Bahrain hosted on Wednesday 24th June the regional launch of UNCTAD World Investment Report, 2015, where Mr Khalid Al Rumaihi, Chief Executive of the Bahrain Economic Development Board (EBD) made an opening statement.
“In terms of percentage of GDP (55.4%), Bahrain’s inward FDI stocks, which reached $18.8 billion in 2014, and this percentage remained the highest in the GCC and well above the global average, emphasising Bahrain’s position as one of the region’s most open economies,” the report added.
Mr Al Rumaihi was joined by Mr. Mohamed Chiraz Bali, representing the Division of Investment and Enterprise at UNCTAD, who presented the findings of the report to representatives from the private and public sectors, as well as the media along with Dr. Zakaria Ahmed Hejres, Chairman of the MENA Centre for Investment. The event was held in cooperation with the Bahrain EDB and the MENA Centre for Investment.

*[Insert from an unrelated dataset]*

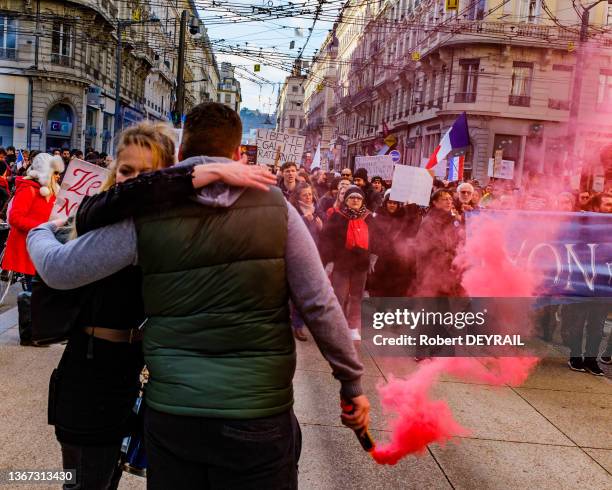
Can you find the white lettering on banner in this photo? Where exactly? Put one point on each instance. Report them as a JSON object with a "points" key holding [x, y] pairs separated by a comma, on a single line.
{"points": [[411, 184], [505, 170], [275, 147], [81, 179], [377, 165]]}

“There is no doubt that the region, and wider world, still faces a challenging economic climate, as businesses and governments continue to recover from the economic shock of 2008 as well as the current oil price environment, as illustrated by the investment flows outlined in this year’s World Investment Report,” said Mr Al Rumaihi said.
“However there are a number of structural drivers which give cause for a more optimistic long-term outlook in the region, including connectivity, increasing economic integration, and the demographic dynamics.”

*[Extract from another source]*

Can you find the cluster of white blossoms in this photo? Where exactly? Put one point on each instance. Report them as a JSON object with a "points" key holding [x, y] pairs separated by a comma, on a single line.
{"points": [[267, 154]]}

Mr Al Rumaihi also thanked UNCTAD for their efforts in preparing the global report, and highlighted that it has become an invaluable tool for policy makers.

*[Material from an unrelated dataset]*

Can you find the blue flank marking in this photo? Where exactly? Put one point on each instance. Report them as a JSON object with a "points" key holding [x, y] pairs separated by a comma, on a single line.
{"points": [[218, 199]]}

The report says that global foreign direct investment (FDI) fell by 16 per cent to $1.23 trillion in 2014, due to the fragility of the global economy, policy uncertainty for investors and geopolitical risks, as well as new investments being offset by some large divestments. China became the largest recipient of FDI, and nine of the largest twenty investor countries were from developing or transition economies. The shift towards FDI in services related sectors continued, due to increasing liberalisation and tradability of services, as well as the growth of global value chains in which services play an important role. FDI into West Asia, which covers a number of countries in the MENA region including the GCC members, Turkey, Jordan and Iraq, also fell by 4 per cent to $43 billion, reflecting the global economic issues and ongoing security risks. Turkey remained the largest FDI recipient in the West Asia region, whilst investment into the GCC remained “sluggish” despite continuing robust economic growth.